Przypatrując się ludziom, którzy osiągnęli sporo zacząłem się zastanawiać, co ich napędza do działania. Jestem w stanie wyobrazić sobie, że wcześniej często były to pieniądze, które pozwalały im cywilizacyjnie i materialnie zbliżyć się do obywateli krajów Europy Zachodniej. Pierwszy telewizor kolorowy na pilota, antena satelitarna czy wreszcie zachodni samochód zastępujący wysłużonego Poloneza. A dziś? Dziś sporo osób ma rozwinięte firmy, wiele majątku wygenerowanego dzięki nim. Zresztą nie tylko przedsiębiorcy. Często są to wysokiej klasy specjaliści w swoim fachu, którzy za swoje usługi na najwyższym poziomie pobierają adekwatne honoraria – artyści, sportowcy, lekarze, prawnicy. Czy to wciąż pieniądze same w sobie są tym celem?  Czy zakup kolejnej nieruchomości, jachtu czy luksusowego samochodu wiele zmieni? Jeśli samochód lub jacht jest częścią kolekcji czy hobby to może tak. Jednak dostrzegam, że samo zarabianie pieniędzy jest jako proces dla „ludzi z charakterem” często w tej chwili ważniejsze niż ich posiadanie. Bo przecież za zarabianiem pieniędzy kryje się cały trud, cały spryt, cała pomysłowość, kreatywność. To symptomatyczne, że „ludzie z charakterem” cieszą się z osiągnięcia celu, realizacji projektu, a nie z tego co sobie kupią za zarobione pieniądze.
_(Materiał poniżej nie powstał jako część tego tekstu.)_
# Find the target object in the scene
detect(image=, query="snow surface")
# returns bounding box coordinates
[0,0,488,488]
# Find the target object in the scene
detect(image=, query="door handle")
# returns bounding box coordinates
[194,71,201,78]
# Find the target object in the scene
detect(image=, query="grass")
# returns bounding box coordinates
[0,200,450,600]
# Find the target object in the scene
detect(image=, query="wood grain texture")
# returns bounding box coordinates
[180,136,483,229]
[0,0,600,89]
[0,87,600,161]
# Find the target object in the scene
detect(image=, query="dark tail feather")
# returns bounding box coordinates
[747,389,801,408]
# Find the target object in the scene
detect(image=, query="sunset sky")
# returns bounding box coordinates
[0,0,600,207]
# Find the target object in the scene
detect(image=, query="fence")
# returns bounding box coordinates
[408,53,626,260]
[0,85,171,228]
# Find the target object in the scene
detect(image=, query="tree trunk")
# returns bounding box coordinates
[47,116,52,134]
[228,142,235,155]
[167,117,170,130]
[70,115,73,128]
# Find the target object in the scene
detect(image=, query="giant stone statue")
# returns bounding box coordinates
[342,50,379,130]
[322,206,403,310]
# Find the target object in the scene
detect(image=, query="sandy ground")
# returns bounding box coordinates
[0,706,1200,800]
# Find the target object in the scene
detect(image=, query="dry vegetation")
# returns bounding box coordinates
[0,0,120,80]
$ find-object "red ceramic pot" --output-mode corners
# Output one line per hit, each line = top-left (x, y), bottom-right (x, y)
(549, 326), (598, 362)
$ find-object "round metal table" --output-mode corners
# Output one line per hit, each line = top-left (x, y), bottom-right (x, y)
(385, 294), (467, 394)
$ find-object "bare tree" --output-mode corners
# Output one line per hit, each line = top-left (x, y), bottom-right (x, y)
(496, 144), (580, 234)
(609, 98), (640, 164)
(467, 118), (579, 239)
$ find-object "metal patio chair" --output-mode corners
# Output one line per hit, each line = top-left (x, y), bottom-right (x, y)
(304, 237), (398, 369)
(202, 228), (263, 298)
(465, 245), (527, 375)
To jest juz w tej chwili na dalszym planie. Moje doświadczenia ze współpracy z nimi wskazują, że przedsiębiorcy rzadko decydują się na zakup produktów inwestycyjnych wskazując, że pieniądze włożone w biznes zapracują szybciej i wydajniej. To możliwe, aczkolwiek kryje się za tym drugie dno. Ta możliwość działania, tworzenia, rozwijania  jest jest odpowiedzią na pytanie dlaczego inwestuję w firmę a nie np. na giełdzie.

Trochę inaczej ma się sprawa z lokowaniem pieniędzy…

Tak jak dla Marylin Monroe pieniądze same w sobie nie były wartością taką jak zakupy, tak dla „ludzi z charakterem” samo zarabianie jest często ważniejsze ich posiadanie. W ostatnich latach wyodrębniła się pierwsza grupa przedsiębiorców, którzy zaczynali wiele lat temu a teraz stoją przed koniecznością przekazania tego co stworzyli i zarobili kolejnym pokoleniom. Z moich obserwacji wynika, że łatwiej im przekazać majątek niż władzę i decyzyjność w firmach co tylko potwierdza tezy postawione przeze mnie wcześniej.  Nie zmienia się jedno: chcą zrobić to najlepiej, chcą być sprytni i skuteczni. Z kolei znacząca zmiana to minimalny poziom akceptacji ryzyka. Gdy zaczynali, tworzyli, budowali często mieli niewiele do stracenia. Dziś już tak. Nawet jeśli nie chodzi o przekazanie majątku, to ważna staje się jego ochrona. Ostatnie miesiące i pandemia koronawirusa pokazały, że czasem nie generowanie olbrzymich zysków a przeprowadzenie swojego okrętu przez wzburzony okolicznościami ocean wymaga charakteru i właściwej strategii. Podobnie sprawa ma się z artystami i sportowcami, których kariery nie trwają wiecznie i margines błędu inwestycyjnego przez to jest minimalny. Dlatego współpracując dobieramy rozwiązania w 100 procentach gwarantowane, w pełni bezpieczne a jednak oferujące więcej niż instrumenty bankowe. Instrumenty optymalnie wykorzystujące obecny stan prawno-podatkowy. I to jest to coś, co pozwala naszym klientom – „ludziom z charakterem” – być sprytnym. Nawet gdy potrzebujemy albo chcemy być nieco bardziej zachowawczy w zakresie swoich finansów.

Podsumowując sięgnę do parafrazy słów wspomnianej na początku ikony popkultury: „Happiness is not in money but in earning and good saving”.